Here is great source to read more on option and earnest money as well as contingencies to protect your offer and your money. https://www.newwestern.com/blog/can-sellers-sue-a-buyer-for-backing-out-of-a-contract/
Expenses Not Credited at Closing:
- Inspection: During your option period, you will want to have an inspection done. This info from the inspection can determine what we want to have the seller to do in order for you to move forward with your purchase. They have the right to decline your requests or agree to pay for you to conduct repairs or cover them as the sellers. This is an extension of the negotiation phase that your REALTOR will help you execute. Estimated Cost of Inspection: $300-$700
- Appraisal:
- Cash Buyers: If you are paying Cash, you would want to have the appraisal done, if you desire one, during this time. This would give you confidence that the home is worth what you are offering but is completely optional for Cash Buyers. Estimated Cost of Appraisal: $300-$800 depending on size of traditional single family home.
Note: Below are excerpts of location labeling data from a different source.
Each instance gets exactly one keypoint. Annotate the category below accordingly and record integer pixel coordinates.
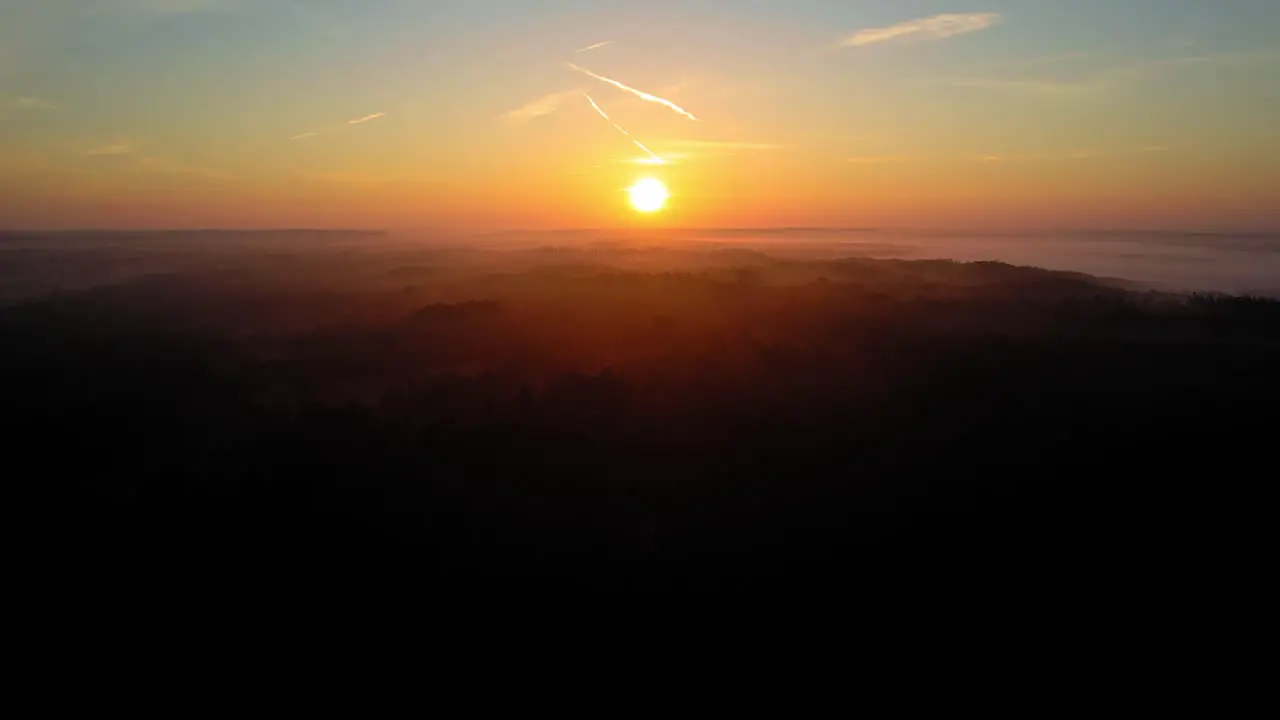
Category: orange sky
(222, 113)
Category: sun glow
(648, 195)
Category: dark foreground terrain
(635, 418)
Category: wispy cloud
(653, 159)
(1079, 154)
(126, 156)
(1118, 76)
(366, 118)
(725, 145)
(544, 105)
(935, 27)
(639, 94)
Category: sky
(487, 114)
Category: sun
(648, 195)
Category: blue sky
(810, 112)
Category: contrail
(603, 114)
(597, 46)
(617, 127)
(639, 94)
(366, 118)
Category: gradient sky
(999, 114)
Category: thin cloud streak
(603, 114)
(936, 27)
(544, 105)
(1118, 76)
(654, 159)
(639, 94)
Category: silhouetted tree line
(574, 423)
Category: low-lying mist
(612, 411)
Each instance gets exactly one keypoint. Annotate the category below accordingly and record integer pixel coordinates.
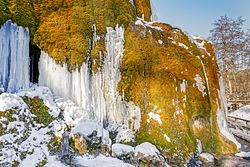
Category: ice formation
(14, 55)
(154, 16)
(95, 93)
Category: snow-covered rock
(243, 154)
(242, 113)
(206, 157)
(121, 149)
(100, 161)
(96, 94)
(87, 128)
(147, 149)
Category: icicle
(96, 94)
(14, 55)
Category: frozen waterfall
(14, 57)
(95, 93)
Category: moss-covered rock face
(175, 83)
(65, 29)
(172, 79)
(143, 8)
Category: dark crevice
(34, 53)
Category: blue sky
(196, 16)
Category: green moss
(42, 163)
(54, 145)
(151, 76)
(38, 108)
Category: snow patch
(242, 113)
(167, 138)
(145, 24)
(99, 161)
(243, 154)
(155, 117)
(199, 84)
(147, 149)
(121, 149)
(208, 157)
- Financing Buyers: Your lender will require you to have an appraisal if you are going to mortgage the property you are buying. This appraisal helps to ensure that the lender’s investment is sound and as such, so is yours. This is done after the option period for Financing Buyers. Estimated Cost of Appraisal: $300-$800 depending on size of traditional single family home.
Closing Costs:
- Cash Buyers: Cash Buyers have less to pay in closing costs because a good portion of closing costs relate to the financing of a property (obtaining the mortgage). But there are still some expense.
- Recording Fees: This can be anywhere from $300-$3000 depending on the property you are buying.
- Title Expenses could be covered by the seller or buyer depending on how the offer is structured. This can increase your closing expenses by $1500-$4500.
- Prorated Taxes for time you will live in the home.
- Financing Buyers:
- You will have expenses associated with acquiring your loan and this is usually 1% - 3% of the amount of the loan (not the offer price).
- You will also have recording fees and the same Title Fees depending on the structure of your offer as listed for Cash Buyers.
- Downpayment will also be an expense you will need to account for. Depending on your loan type and cash available, you will typically provide between 1% is the minimum but there are higher interest rates for the lower down payments. Conventional loans are typically between 5%-25% down payment on your accepted offer price.
- When will you know your estimated closing costs? Well that is where your realtor, your lender, and a title team come into play! When you apply for a loan, your lender will give you a loan estimate for your closing costs. You can shop lenders by the way to get your best deals. Your title team is also a great resource for sellers net take-home from the home. And your trusted Realtor can provide you rough estimations as well!
Here is a good source to learn more: https://www.ramseysolutions.com/real-estate/texas-closing-costs
** This information is intended for general knowledge to help educate buyers on the expenses they may expect but it's encourage readers to seek professional guidance.